Rather than adding chemicals to available water on-site, another option is to purchase treated water (or a premixed water-antifreeze solution) from a water or chemical treatment company, haul it to the jobsite and completely replace the water in the system with the pre-treated fluid. This is the easiest way to guarantee that water quality will not be an issue, but also the most expensive.

Measures of Water Quality

In general, it is best to refer to the manufacturer of each component in the system to determine water quality requirements (pH level, dissolved solids, turbidity, chloride levels, etc.). If guidelines aren’t readily available, Section 3B in IGSHPAs Design and Installation Standards manual will serve as a great starting point.
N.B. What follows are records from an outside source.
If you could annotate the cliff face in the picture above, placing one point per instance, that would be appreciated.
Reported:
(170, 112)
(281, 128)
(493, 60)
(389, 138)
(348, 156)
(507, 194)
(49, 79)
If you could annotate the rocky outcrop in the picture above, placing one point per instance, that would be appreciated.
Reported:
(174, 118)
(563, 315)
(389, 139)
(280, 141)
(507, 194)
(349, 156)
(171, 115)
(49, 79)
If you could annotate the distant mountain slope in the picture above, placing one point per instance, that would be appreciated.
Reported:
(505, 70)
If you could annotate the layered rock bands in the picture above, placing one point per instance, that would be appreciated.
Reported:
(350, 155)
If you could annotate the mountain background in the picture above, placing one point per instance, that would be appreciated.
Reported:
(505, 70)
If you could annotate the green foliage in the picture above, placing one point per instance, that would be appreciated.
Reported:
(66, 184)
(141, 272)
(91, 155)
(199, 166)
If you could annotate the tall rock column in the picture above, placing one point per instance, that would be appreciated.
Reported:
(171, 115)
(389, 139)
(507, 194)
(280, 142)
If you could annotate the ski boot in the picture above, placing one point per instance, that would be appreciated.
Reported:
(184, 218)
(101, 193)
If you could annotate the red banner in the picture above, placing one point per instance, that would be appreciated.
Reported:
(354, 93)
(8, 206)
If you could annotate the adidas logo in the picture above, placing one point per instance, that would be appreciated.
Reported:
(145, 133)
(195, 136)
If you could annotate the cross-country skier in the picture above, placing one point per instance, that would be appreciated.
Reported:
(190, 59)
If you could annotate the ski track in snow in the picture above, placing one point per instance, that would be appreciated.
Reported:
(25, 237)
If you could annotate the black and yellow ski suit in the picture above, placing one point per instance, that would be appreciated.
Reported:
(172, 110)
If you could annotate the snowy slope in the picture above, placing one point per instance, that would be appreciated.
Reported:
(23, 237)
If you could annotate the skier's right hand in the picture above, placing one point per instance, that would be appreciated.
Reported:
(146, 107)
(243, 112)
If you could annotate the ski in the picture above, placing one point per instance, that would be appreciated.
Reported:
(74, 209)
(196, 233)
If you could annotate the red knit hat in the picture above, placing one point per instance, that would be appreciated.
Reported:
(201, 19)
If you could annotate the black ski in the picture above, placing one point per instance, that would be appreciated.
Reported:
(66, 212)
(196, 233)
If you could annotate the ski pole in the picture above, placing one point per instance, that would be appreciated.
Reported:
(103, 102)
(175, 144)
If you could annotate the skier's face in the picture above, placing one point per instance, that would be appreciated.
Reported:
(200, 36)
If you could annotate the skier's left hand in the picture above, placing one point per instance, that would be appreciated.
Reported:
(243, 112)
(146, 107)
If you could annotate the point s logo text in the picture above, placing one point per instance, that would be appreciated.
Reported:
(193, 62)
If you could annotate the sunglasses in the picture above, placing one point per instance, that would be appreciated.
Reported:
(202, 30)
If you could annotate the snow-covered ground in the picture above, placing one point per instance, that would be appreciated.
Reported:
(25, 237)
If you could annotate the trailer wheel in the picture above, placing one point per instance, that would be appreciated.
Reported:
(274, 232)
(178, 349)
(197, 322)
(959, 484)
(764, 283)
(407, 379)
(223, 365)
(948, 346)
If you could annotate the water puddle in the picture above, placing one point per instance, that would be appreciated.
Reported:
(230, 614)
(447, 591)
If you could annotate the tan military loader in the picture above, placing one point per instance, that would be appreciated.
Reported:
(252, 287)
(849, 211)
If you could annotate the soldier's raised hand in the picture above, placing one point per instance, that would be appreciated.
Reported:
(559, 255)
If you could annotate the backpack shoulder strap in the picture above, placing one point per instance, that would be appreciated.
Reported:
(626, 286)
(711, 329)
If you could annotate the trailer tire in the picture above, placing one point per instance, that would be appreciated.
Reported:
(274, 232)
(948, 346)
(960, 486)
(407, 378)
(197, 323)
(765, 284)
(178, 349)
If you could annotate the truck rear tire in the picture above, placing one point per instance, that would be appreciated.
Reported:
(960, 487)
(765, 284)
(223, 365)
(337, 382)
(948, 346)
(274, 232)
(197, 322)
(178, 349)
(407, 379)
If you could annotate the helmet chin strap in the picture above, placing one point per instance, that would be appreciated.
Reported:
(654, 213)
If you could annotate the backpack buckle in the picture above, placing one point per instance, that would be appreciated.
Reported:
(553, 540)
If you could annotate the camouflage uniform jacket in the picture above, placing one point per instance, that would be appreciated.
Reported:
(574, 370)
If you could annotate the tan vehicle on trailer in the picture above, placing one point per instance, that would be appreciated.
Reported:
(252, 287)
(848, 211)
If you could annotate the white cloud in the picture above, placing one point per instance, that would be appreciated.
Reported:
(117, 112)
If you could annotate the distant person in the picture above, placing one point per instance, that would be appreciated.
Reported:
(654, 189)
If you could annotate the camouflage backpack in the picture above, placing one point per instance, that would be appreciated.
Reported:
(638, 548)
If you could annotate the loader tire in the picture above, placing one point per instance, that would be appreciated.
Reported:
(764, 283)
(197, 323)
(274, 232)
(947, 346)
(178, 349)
The most relevant measure of water quality is dissolved mineral content.2 In general, the use of de-mineralized fill water will alleviate the majority of issues related to scale and corrosion.

Remember to Check In

The circulating fluid should be tested periodically to check pH, turbidity, suspended solids, antifreeze and inhibitor levels, etc. IGSHPA recommends that water quality be checked at least once a year in a commercial system and once every five years in a residential system.

By comparison, GSHP systems are more forgiving than other HVAC system types when it comes to water quality, primarily because most of the piping in the system is the ground loop, which is constructed of inert plastic (polyethylene). But poor water quality will wreak havoc on pumps, heat exchangers, valves, and other mechanical devices in the system. As such, water chemistry always needs to be addressed.


  1. According to ASHRAE, 2 ft/sec is the recommended velocity to remove air and light debris from a piping system. However, this velocity is not enough to remove large or heavy particles and additional filtration is recommended.
  2. Refer to Idronics #18 for additional information.